Sixteen people had been reported missing, but nine of those were found safe, according to Shasta County Sheriff Tom Bosenko, who spoke at a Sunday news conference.
Redding Police Sgt. Todd Cogle said, “We’re finding that there are a lot of communication issues” making it hard to locate residents.
“We spoke with several people who left their cell phones at their residences and in this day and age people don’t remember people’s phone numbers,” Cogle said.
The fire, which started a week ago, has burned 103,772 acres and is just 23% contained, according to the California Department of Forestry and Fire Protection, known as Cal Fire. It has scorched an area bigger than the size of Denver.
High temperatures, low humidity and increased winds are all in the forecast, setting the stage for more explosive fire behavior, Chris Harvey with the Cal Fire Incident Management Team said Sunday.
The blaze doubled in size Saturday.
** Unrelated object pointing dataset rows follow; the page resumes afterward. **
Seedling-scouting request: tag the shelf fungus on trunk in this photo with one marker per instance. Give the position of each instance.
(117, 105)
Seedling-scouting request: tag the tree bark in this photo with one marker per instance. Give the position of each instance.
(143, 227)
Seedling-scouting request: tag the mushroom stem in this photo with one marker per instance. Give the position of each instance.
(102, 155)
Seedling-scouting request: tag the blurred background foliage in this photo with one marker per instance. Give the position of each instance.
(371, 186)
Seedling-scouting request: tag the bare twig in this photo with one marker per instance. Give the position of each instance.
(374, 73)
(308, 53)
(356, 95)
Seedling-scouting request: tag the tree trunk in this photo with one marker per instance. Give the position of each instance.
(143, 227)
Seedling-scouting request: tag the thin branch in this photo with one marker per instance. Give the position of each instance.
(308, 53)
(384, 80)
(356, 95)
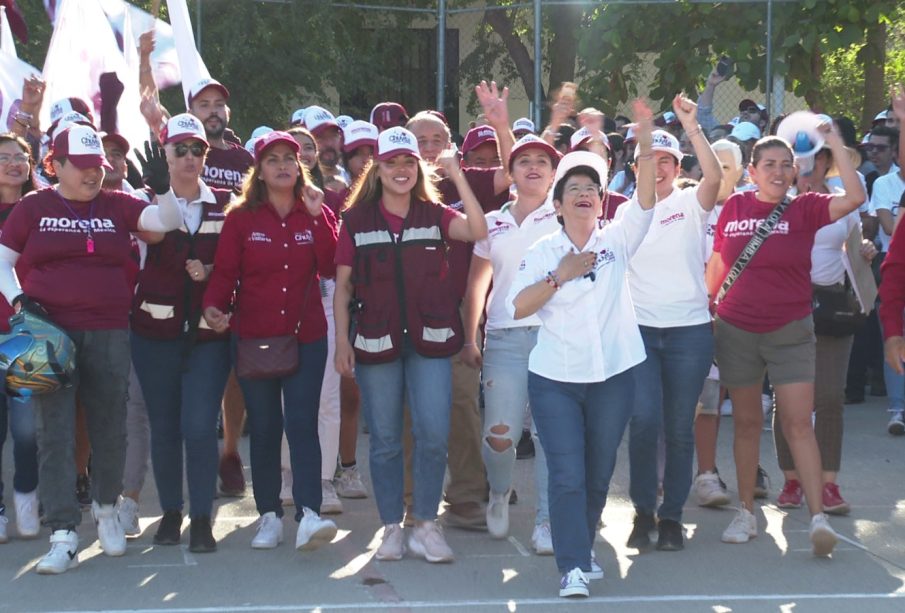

Flames have destroyed 517 structures in the Redding area, Cal Fire said.
The erratic flames are blamed for six deaths, including 70-year-old Melody Bledsoe and her great-grandchildren, 4-year-old Emily Roberts and 5-year-old James Roberts.
The three had been missing since Thursday when their house was overcome by flames. Family members confirmed Saturday that they died.
“With a heavy heart we are sad to inform you all that Mel and the great-grandbabies were confirmed to be in the home,” the family said on a GoFundMe page.
Another person was found dead after a fire consumed another house, Bosenko said Sunday.
More than 3,000 fire personnel are battling the blaze with more than 300 engines and 17 helicopters, Cal Fire reported, as tall smoke plumes turn the sky an eerie orange-brown hue.
The fire began Monday when a vehicle suffered mechanical failure, officials said. Firefighters had been making progress containing it until Thursday night, when it doubled in size.
Death toll rises
At least two people died fighting the fire, and several others have been hurt.
Jeremy Stoke, a fire inspector with the Redding Fire Department, died Thursday, the Redding firefighters union said.